Reports have emerged that Maplin is in “crunch talks” with potential buyers as it races to secure a new owner to guarantee the future of its 2500 employees.
The parent company of the electricals chain, Rutland Partners, appointed PwC in January to review Maplin’s options after it identified cost savings and contacted landlords for better rent terms.
The retailer is reportedly confident in being able to secure a sale, although no deal has been agreed as of yet.
Maplin is also mulling the option of a pre-pack sale and bracing itself for the possibility of having to go into administration.
One of the potential suitors is thought to be Edinburgh Woollen Mill Group, which has been expanding rapidly in recent months through the acquisitions of troubled high street chains.

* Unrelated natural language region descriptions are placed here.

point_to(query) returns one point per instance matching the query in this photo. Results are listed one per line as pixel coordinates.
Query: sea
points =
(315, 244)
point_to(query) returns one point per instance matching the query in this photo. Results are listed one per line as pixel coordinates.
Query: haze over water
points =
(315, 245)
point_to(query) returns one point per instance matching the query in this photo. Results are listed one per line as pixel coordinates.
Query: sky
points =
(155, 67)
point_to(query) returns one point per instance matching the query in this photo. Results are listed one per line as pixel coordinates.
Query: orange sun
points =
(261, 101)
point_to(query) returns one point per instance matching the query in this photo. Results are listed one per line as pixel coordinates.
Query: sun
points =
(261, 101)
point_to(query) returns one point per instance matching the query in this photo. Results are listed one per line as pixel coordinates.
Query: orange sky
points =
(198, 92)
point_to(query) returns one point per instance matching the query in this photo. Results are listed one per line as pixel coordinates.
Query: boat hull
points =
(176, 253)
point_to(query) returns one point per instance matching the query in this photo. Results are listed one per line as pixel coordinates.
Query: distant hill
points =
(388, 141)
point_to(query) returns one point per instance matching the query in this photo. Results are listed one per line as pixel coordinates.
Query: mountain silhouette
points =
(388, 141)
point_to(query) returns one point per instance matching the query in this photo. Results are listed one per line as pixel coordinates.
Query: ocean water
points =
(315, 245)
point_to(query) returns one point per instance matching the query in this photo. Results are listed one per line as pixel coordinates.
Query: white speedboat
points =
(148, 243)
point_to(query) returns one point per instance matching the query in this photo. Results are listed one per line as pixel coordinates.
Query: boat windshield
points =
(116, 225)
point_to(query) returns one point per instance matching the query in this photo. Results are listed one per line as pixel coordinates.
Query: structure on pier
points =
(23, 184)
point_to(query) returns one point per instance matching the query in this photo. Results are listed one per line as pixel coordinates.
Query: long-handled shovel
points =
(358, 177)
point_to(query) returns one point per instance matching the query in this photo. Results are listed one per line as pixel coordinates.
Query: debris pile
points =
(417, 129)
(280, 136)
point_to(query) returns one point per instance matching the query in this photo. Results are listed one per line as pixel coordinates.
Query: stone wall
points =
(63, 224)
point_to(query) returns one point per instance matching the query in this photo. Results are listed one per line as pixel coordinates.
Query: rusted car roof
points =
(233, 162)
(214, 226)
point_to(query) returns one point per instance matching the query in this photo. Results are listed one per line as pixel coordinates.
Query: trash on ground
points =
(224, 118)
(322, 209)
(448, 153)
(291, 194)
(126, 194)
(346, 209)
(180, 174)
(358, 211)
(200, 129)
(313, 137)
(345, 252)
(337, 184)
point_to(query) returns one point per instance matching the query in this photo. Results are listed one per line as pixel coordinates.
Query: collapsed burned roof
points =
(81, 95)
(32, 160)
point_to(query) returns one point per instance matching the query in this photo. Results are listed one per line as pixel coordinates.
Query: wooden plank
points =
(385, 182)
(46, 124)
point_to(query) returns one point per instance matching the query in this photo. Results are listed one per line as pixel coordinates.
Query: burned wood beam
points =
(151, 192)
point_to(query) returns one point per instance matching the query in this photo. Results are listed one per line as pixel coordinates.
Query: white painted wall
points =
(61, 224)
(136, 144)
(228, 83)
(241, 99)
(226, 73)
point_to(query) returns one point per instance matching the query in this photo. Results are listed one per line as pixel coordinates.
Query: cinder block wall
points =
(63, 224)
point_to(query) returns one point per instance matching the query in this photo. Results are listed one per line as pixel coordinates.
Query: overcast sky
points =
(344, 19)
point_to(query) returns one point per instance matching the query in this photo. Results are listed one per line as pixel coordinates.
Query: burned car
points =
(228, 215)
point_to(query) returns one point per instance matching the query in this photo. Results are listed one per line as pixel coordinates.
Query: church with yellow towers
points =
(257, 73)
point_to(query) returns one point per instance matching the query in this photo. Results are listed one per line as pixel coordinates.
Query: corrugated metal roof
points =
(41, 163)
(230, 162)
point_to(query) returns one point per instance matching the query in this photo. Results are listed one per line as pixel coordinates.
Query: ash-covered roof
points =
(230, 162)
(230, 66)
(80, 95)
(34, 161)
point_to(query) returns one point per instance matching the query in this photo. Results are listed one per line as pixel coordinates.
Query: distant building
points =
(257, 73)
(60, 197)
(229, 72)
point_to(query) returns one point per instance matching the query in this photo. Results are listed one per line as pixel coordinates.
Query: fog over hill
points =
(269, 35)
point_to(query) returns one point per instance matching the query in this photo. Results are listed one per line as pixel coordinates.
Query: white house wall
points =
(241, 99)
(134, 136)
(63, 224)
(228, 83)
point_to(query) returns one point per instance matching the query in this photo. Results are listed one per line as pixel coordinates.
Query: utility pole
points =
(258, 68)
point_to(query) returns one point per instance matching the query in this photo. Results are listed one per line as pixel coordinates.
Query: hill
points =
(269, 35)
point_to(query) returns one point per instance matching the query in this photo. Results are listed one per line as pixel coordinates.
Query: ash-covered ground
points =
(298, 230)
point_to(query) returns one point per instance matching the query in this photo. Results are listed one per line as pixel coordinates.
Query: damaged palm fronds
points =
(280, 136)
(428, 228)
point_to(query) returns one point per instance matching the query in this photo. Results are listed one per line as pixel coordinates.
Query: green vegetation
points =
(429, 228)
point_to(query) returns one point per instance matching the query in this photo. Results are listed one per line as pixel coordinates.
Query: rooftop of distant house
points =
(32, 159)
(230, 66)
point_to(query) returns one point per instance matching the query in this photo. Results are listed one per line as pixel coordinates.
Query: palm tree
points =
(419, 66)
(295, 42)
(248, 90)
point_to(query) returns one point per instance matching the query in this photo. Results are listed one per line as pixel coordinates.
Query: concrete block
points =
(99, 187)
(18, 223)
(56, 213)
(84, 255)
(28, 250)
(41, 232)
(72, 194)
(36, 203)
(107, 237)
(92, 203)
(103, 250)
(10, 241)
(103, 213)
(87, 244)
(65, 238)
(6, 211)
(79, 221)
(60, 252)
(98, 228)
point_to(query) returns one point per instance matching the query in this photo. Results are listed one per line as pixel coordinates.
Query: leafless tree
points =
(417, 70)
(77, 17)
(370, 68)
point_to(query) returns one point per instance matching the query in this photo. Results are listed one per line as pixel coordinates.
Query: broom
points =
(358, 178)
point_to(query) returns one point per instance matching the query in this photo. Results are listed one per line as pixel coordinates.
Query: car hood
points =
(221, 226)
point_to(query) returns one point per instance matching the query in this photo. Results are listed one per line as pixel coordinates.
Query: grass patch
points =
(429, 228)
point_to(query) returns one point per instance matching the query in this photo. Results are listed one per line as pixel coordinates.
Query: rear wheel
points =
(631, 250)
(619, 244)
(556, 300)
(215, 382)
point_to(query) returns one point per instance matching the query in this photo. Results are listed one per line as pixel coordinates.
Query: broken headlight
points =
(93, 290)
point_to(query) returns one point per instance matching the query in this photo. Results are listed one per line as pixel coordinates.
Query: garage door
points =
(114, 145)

“We are in advanced talks with a number of parties and expect to be in a position to announce a solvent sale of the business within days,” a Maplin spokesman said.
“Once secured this will stabilise the business to the benefit of all stakeholders and provide Maplin with the financial firepower to deliver its 2020 multichannel strategy focused on smart tech.”
The news comes after Maplin’s credit insurers slashed their exposure amid widening losses back in November.
This made it difficult for Maplin’s suppliers to insure their debts, causing stock shortages.
However, Maplin said at the time that it had “sufficient headroom” to navigate a tough trading environment.
Meanwhile, according to accounts filed at Companies House, Maplin recorded a pre-tax loss of £3.9 million for the year ending March 31, 2017, up from £2.1 million in the year prior.
EBITDA also came in at £8.9 million, down from £12.7 million the year before.
While the retailer conceded that 2016/17 was a “transformational and challenging year”, it stressed that progress was being made on its three-year 2020 Vision Strategy, which includes the rollout of a new brand identity and store concept.